1989年ホノルル空港からニュージーランドに向かっていた、ユナイテッド航空機ボーイング787のの貨物室のドアが突然外れ、機体を損傷し、更にエンジンの二つが故障し奇跡的に着陸出来た事故が有った。
この事故で乗客が機体損傷部分から投げ出され、9名が死亡したものの300名以上の乗客乗務員は助かった。
その事故では、当初アメリカの国家運輸安全委員会が作業員のミスで、貨物室のドアがロックされていなかった報告した。

しかし、この事故の犠牲者の家族がこの報告に疑問を持ち、徹底的に調査し始めた。
家族というのは年寄り夫婦で、車を買いアメリカの安全委員会の報告に立会い、その結論に疑問を持ち大量の資料を委員会から持ち帰ったり、航空会社や製造メーカーをくまなく回り調べたそうである。

その後、委員会は作業ミスでは無く、アルミ製のドアロックの金属疲労によるものと結論を出し報告を行った。
以前に同型機はアルミ製のドアロックは金属疲労が見られ、鋼鉄製のドアロックに18か月以内に取りかえるよう、航空会社には既に指示が出されていたが、該当の機はそれをまだ取り替えていなかったそうである。
理由は鋼鉄製のドアロックは50万円位だが、飛行機の運航を停止すると数億円の損失が生じるため、定期検査を利用して取り替えをする等、経済性を重視した為だったとの事だ。
この機の事故で30日以内の取り換えの指示となった。

ただここで話は終わらなかった。
夫婦は疑問を持ち、更に航空会社などを聞き取りしてる内に、ドアのスイッチに疑問を感じた。
それがマスコミで報道されると、委員会はドアの引き上げを命じ、4000mの海底からドアを引き揚げた。
航空機メーカーも航空会社に確認したところ、ドアを閉めた後スイッチがロックされて、開かないはずのドアロックが開く飛行機が数機出たとの事で有る。
結果、配線がショートしロックが外れドアが開き事故になったと国家運輸安全委員会は結論付けた。
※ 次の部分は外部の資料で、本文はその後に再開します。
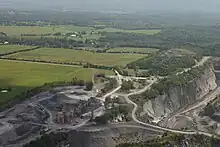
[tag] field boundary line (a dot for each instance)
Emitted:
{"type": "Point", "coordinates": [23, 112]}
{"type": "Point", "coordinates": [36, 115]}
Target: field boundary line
{"type": "Point", "coordinates": [19, 51]}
夫婦は航空会社から賠償金を受け取る事無く、その金を無くなった息子の名前を付けた奨学金を創設するように要求したそうだ。
この事故の調査に対し、普通の家族が立ち向かい国家運輸安全委員会の結論を変えさせると言う事は、日本では考えられない事だ。
もしこの夫婦がいなかったら、更に悲惨な航空機事故が続いたかもしれない。

今、日本では原子力発電所の事故が検証されている。
アメリカの国家運輸安全委員会でさえ、メーカーや航空会社の擁護するような結論を出す。
東電の社内の委員会では、社を擁護し事故原因を外的要因にする。
本当の事故の本質を知り、間違っている思えば、追求して行くのは国民一人一人の責任かもしれない。
そうしなければ同じような事故は繰り返し起こるかもしれない。